There is no way to score CPUs like the way you're talking about.
 
I think it should just be a set of a few numbers designating how fast the cpu performs in specific standardized benchmarks. They would measure the major aspects of cpu speed such as FPU performance. You'd end up with something like 10,15,5,25 each number is for a specific benchmark.

If we did something like that instead of comparing a new processor to old ones, we would have a much better idea of what performance it has. The one major problem with this I see is how to standardize the platform the cpus are tested on.
 
could there be a mathematical approach to this??

design a benchmark(or benchmarks) that is CPU only and record scores for each processor
pick the highest end processor and test it on each platform (nforce2, kt600, 865, 875, etc.) and record scores for each platform
pick the highest end processor and platform and test a range of video cards and record scores
pick one hard drive and test it on each platform to test each platform's IDE performance and then use the fastest IDE platform to test individual hard drives and record scores

when u finish, u have a mathematical system with which u can look at your machine's CPU, platform, video card and hard drive and be able to generate some kind of idea of how it performs. this kind of approach will let buyers know what they're getting. i get peeved when i see a company advertise a computer based solely on its processor. they don't mention it has crappy integrated graphics, a 2 year old hard drive and a slow platform on which to run.

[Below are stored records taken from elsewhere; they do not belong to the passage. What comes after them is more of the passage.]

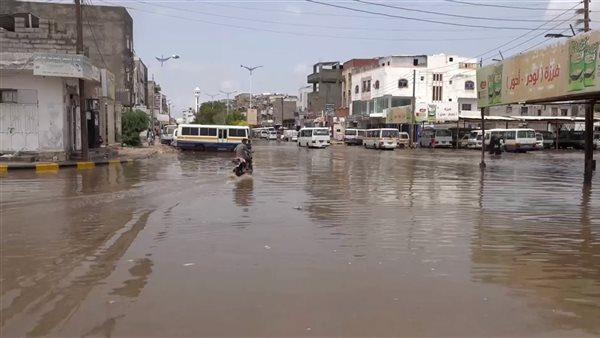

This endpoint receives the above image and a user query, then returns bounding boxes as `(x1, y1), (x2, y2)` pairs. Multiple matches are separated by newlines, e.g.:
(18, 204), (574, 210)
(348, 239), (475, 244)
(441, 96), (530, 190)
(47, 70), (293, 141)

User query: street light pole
(240, 65), (263, 110)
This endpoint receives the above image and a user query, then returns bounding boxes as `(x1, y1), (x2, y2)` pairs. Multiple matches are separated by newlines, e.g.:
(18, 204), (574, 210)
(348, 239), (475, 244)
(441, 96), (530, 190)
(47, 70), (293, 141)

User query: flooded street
(0, 142), (600, 337)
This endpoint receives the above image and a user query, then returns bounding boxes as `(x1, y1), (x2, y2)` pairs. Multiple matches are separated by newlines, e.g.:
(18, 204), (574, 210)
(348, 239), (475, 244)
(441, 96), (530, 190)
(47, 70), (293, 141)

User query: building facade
(2, 0), (135, 107)
(350, 54), (479, 126)
(306, 61), (343, 118)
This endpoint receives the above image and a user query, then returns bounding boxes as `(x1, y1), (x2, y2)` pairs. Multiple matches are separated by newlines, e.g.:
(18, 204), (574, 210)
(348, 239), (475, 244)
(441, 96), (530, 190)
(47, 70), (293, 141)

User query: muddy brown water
(0, 143), (600, 337)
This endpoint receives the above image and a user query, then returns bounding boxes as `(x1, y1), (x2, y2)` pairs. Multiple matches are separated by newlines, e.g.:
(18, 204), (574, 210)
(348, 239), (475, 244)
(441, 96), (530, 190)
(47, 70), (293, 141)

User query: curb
(0, 159), (135, 173)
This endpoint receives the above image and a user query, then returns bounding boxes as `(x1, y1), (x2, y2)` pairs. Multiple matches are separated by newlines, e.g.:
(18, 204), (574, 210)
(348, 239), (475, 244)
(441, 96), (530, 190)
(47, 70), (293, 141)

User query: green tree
(121, 110), (150, 147)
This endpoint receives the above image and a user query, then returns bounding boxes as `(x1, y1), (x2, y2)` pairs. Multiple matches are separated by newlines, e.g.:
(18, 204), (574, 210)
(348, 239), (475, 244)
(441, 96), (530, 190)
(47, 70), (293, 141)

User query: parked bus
(160, 124), (177, 144)
(363, 128), (400, 150)
(298, 127), (331, 148)
(419, 128), (452, 148)
(177, 124), (250, 151)
(485, 128), (537, 152)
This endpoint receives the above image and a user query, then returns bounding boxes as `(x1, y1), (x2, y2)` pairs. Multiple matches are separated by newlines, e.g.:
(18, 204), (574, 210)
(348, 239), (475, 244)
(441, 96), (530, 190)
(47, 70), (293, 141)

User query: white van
(485, 128), (537, 152)
(419, 128), (452, 148)
(363, 128), (400, 150)
(467, 130), (483, 149)
(298, 128), (331, 148)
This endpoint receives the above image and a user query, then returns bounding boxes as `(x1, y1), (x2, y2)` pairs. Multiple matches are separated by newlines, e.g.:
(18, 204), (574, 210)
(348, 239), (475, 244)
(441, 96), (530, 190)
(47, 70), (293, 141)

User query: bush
(121, 110), (150, 147)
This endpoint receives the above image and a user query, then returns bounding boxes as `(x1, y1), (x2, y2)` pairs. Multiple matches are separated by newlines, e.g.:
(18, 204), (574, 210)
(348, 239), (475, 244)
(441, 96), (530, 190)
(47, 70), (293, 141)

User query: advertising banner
(384, 106), (412, 123)
(477, 31), (600, 108)
(33, 53), (100, 82)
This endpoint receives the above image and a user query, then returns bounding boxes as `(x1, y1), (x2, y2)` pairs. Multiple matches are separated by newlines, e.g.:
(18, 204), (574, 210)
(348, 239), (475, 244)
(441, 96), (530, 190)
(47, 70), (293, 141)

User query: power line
(354, 0), (568, 22)
(305, 0), (576, 30)
(444, 0), (581, 11)
(109, 0), (524, 42)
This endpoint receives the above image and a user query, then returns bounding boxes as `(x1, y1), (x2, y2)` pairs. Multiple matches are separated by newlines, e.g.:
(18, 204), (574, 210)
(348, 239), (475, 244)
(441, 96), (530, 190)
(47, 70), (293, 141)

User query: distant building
(133, 56), (148, 108)
(350, 54), (479, 128)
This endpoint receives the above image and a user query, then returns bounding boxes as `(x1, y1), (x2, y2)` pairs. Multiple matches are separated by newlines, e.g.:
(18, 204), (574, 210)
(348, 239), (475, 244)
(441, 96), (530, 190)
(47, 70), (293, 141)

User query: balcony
(307, 69), (343, 83)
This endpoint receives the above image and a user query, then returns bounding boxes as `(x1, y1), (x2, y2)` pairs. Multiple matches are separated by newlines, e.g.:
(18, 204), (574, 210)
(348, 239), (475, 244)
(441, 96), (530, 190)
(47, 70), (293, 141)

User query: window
(521, 107), (529, 116)
(432, 86), (442, 101)
(0, 89), (17, 103)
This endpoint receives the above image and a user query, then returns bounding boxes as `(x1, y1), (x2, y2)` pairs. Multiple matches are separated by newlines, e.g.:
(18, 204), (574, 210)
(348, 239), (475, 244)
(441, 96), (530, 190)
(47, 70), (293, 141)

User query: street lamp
(240, 65), (263, 110)
(155, 54), (179, 67)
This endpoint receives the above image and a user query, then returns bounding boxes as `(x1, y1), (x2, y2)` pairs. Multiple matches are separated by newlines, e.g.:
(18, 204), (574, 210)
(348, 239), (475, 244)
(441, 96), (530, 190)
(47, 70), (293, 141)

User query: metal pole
(75, 0), (89, 160)
(409, 69), (417, 148)
(479, 108), (485, 169)
(583, 100), (595, 183)
(583, 0), (590, 32)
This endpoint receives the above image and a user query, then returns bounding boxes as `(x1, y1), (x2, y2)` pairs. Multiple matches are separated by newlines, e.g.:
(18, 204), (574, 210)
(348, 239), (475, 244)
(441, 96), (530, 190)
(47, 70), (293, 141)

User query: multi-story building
(336, 58), (379, 117)
(351, 54), (479, 127)
(2, 0), (134, 107)
(133, 56), (148, 109)
(0, 13), (120, 160)
(306, 61), (342, 118)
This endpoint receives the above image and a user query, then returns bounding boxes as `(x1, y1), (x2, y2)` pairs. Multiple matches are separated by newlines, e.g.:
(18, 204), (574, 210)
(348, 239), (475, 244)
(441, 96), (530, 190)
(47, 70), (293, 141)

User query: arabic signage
(477, 31), (600, 108)
(33, 53), (100, 82)
(384, 106), (412, 123)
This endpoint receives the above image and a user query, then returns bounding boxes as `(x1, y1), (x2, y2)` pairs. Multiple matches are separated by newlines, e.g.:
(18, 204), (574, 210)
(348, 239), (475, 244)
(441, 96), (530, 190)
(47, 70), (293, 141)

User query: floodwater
(0, 143), (600, 337)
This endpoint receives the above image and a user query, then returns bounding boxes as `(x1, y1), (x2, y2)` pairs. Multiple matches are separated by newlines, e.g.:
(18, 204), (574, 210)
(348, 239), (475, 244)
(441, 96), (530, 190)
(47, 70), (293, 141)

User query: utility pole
(409, 69), (417, 148)
(75, 0), (89, 160)
(583, 0), (590, 32)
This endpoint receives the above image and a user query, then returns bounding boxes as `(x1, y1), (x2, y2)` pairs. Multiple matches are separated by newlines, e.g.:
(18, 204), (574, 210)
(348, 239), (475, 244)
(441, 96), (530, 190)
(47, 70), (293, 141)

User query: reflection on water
(0, 143), (600, 337)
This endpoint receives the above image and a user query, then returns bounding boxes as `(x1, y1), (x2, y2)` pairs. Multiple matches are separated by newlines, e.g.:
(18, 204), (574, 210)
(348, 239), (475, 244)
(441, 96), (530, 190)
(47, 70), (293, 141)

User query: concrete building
(133, 56), (148, 109)
(2, 0), (135, 111)
(350, 54), (479, 127)
(306, 61), (342, 118)
(336, 58), (379, 117)
(0, 14), (112, 160)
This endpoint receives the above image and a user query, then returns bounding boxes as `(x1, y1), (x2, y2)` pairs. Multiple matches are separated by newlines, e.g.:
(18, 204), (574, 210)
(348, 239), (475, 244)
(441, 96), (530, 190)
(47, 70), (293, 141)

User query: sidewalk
(0, 144), (177, 173)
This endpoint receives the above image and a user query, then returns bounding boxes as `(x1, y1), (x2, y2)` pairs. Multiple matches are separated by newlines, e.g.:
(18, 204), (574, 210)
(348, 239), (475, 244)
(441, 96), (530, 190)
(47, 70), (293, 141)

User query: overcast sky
(94, 0), (600, 115)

using this approach, we can see what kind of total computer one has. however, designing benchmarks for this system would be tough, but i think it could be done semi-accurately.

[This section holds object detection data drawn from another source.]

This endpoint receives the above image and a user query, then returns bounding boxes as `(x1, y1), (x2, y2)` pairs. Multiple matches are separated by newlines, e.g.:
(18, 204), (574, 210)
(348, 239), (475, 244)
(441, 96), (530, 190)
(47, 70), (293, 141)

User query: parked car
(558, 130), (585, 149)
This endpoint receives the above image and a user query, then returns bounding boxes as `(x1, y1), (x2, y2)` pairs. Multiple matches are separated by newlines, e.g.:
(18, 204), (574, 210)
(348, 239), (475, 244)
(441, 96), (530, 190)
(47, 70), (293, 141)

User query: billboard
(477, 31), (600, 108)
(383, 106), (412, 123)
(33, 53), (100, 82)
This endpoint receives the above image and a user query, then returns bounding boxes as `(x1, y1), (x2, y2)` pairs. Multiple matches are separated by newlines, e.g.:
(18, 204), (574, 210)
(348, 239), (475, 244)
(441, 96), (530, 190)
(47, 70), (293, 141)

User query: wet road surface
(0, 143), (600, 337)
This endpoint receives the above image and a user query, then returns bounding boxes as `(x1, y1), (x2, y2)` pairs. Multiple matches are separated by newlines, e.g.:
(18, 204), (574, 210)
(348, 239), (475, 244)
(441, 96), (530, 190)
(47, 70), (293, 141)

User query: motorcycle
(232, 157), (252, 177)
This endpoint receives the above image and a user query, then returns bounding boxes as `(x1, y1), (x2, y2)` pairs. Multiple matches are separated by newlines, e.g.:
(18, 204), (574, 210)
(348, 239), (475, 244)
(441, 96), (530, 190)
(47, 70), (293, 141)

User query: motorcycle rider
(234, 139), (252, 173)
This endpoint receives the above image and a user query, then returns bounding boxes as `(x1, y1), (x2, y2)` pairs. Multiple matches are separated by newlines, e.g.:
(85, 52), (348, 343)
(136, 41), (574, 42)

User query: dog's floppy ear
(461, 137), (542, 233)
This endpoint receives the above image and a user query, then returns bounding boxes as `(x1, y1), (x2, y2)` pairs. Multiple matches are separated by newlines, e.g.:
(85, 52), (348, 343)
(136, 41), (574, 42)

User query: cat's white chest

ideas for processor benchmarks: software 3d renderers, prime number computations, scientific benchmarks
ideas for platforms benchmarks: content creation, gaming tests
ideas for video card benchmarks: in-game real-time scores on latest games using a wide variety of IQ settings
ideas for hard drive benchmarks: current synthetic benchmarks, file copying benchmarks

these are just rudimentary ideas, but i think a system like this could work. your guys' ideas?
 
Of course the ratings don't make sense, and naming in general doesn't either (e.g. GFFX 5200 Ultra slower than GF3 Ti200). The purpose of every company out there is to name their product specifically so as to decieve the buyer, make their product seem better than it is and sell more units. End of story. That's what makes computer building and tweaking an art moreso than a science. As long as there is competition none of these companies will standardize anything, ever.